Disclaimer: I am not a Windows or Microsoft fan, but I am a frequent Windows user and it’s the most common OS I found in the Enterprise everywhere. Therefore, I decided to try Apache Zeppelin on my Windows 10 laptop and share my experience with you. The behavior should be similar in other operating systems.
It is not a secret that Apache Spark became a reference as a powerful cluster computing framework, especially useful for machine learning applications and big data processing. Applications could be written in several languages as Java, Scala, Python or R. Apache Zeppelin is a Web-based tool that tries to cover according to the official project Website all of our needs (Apache Zeppelin):
- Data ingestion
- Data discovery
- Data analytics
- Data visualization and collaboration
The interpreter concept is what makes Zeppelin powerful, because you can theoretically plug in any language/data-processing-backend. It provides built-in Spark integration, and that is what I have tested first.
Apache Zeppelin Download
You can download the latest release from this link: download
I downloaded the version 0.6.2 binary package with all interpreters.
Since this version, the Spark interpreter is compatible with Spark 2.0 and Scala 2.11
According to the documentation, it supports Oracle JDK 1.7 (I guess it should work with 1.8) and Mac OSX, Ubuntu 14.4, CentOS 6.X and Windows 7 pro SP1 (And according to my tests also with Windows 10 Home).
Too much bla bla bla, let’s get started.
After download open the file (I used 7 Zip) and extract it to a proper location (in my case just the c drive to avoid possible problems)
Set the JAVA_HOME system variable to your JDK bin folder.
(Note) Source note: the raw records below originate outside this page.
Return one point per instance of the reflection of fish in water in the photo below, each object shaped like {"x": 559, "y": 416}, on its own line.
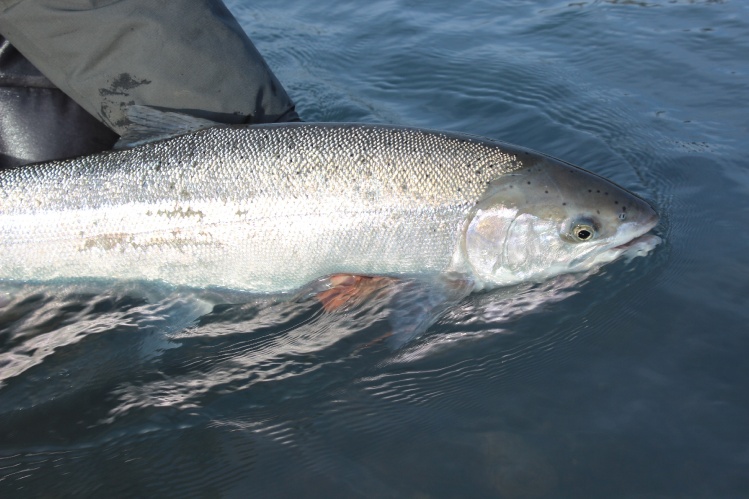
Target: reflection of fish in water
{"x": 269, "y": 208}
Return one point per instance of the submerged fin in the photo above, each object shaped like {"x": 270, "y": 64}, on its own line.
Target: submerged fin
{"x": 148, "y": 125}
{"x": 414, "y": 303}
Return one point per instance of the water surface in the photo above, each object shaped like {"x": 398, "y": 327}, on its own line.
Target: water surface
{"x": 630, "y": 382}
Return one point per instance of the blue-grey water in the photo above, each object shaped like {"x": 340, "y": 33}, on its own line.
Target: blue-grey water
{"x": 632, "y": 382}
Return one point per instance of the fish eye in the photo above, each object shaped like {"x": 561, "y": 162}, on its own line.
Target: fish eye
{"x": 583, "y": 232}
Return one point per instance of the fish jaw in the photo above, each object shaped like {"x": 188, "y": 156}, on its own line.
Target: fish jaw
{"x": 552, "y": 218}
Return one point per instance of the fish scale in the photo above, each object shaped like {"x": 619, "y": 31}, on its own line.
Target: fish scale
{"x": 260, "y": 208}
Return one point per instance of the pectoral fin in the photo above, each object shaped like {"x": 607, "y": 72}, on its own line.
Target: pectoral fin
{"x": 413, "y": 303}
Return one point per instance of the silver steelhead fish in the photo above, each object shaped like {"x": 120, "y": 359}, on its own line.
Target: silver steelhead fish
{"x": 271, "y": 208}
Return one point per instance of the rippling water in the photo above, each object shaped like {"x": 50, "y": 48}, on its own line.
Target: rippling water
{"x": 630, "y": 382}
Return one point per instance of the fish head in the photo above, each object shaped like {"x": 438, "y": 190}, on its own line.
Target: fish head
{"x": 549, "y": 218}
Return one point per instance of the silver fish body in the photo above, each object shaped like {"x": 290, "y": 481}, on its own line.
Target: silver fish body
{"x": 270, "y": 208}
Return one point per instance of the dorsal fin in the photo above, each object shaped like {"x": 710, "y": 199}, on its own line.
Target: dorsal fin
{"x": 148, "y": 125}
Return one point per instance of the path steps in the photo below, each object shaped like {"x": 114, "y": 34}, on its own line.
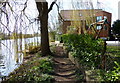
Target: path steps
{"x": 64, "y": 69}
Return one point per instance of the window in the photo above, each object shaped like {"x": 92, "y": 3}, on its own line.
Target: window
{"x": 105, "y": 17}
{"x": 99, "y": 27}
{"x": 98, "y": 18}
{"x": 80, "y": 14}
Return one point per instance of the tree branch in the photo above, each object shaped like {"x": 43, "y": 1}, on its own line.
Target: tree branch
{"x": 51, "y": 6}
Set the variable HADOOP_HOME to your Hadoop folder location. If you don’t have the HADOOP binaries you can download my binaries from here: Hadoop-2.7.1
I am not really sure why Hadoop is needed if Zeppelin supposed to be autonomous but I guess Spark looks for the winutils.exe if you are using Windows. I posted about it in my previous post: Apache Spark Installation on Windows 10
This is the error I found in the Zeppelin logs (ZEPPELIN_DIR\logs –> there is a file for the server log and a separated file for each interpreter):
There are several settings you can adjust. Basically, there are two main files in the ZEPPELIN_DIR\conf :
In the first one you can configure some interpreter settings. In the second more aspects related to the Website, like for instance, the Zeppelin server port (I am using the 8080 but most probably yours is already used by another application)
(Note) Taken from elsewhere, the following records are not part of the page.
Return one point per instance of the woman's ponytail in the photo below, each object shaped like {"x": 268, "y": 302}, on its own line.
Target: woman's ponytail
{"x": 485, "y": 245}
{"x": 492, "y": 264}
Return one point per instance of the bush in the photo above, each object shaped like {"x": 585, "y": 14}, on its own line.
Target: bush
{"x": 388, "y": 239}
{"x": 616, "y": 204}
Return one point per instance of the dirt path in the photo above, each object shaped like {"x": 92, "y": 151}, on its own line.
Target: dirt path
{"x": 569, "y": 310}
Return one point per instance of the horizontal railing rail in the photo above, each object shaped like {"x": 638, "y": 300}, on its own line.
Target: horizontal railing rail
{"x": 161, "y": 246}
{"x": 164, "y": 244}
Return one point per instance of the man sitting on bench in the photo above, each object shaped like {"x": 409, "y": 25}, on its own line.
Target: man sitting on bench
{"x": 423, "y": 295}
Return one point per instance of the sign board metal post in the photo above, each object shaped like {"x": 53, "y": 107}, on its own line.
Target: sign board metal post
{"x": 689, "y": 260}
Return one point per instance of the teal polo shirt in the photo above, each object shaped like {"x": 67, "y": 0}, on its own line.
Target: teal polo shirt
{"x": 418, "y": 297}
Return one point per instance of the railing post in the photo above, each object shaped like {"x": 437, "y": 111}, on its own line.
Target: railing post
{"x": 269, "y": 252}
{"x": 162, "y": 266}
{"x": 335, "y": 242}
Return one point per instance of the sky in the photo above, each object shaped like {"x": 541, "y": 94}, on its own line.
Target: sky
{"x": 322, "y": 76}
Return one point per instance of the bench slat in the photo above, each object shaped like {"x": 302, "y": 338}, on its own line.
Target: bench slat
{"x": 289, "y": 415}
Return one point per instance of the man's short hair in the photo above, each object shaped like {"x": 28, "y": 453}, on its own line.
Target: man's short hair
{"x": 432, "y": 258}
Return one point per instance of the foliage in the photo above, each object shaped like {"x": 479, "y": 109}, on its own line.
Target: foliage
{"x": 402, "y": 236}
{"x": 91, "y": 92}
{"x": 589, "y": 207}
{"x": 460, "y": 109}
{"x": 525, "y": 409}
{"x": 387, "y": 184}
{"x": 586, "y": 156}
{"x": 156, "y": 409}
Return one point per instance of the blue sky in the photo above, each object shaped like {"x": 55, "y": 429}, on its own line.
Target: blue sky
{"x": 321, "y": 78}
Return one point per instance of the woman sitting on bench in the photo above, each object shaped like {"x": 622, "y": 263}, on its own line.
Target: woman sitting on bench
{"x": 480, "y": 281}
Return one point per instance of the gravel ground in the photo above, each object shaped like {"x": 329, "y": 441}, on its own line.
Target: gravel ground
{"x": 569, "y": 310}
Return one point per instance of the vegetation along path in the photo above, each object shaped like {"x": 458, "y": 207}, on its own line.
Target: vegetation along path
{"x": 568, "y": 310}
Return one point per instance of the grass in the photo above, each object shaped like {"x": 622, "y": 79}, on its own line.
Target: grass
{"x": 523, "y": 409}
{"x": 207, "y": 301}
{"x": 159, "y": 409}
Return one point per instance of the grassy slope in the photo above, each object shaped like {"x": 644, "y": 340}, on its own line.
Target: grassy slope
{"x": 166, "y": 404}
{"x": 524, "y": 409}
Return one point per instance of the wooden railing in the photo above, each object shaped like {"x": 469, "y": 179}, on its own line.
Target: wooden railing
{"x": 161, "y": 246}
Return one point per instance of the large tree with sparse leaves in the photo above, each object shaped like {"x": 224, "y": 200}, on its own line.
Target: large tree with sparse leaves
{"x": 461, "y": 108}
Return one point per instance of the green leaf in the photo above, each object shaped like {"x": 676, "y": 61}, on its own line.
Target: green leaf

If you don’t touch the zeppelin-env file, Zeppelin use the built-in Spark version, which it has been used for the results posted in this entry.
Open a command prompt and start Zeppelin executing the zeppelin.cmd in Drive:\ZEPELLIN_DIR\bin\zeppelin.cmd
Then, open your favorite browser and navigate to localhost:8080 (or the one you set in the zeppelin-site.xml)
You should see the starting page. Verify that the indicator in the top-right-side of the windows is green, otherwise your server is down or is not running properly)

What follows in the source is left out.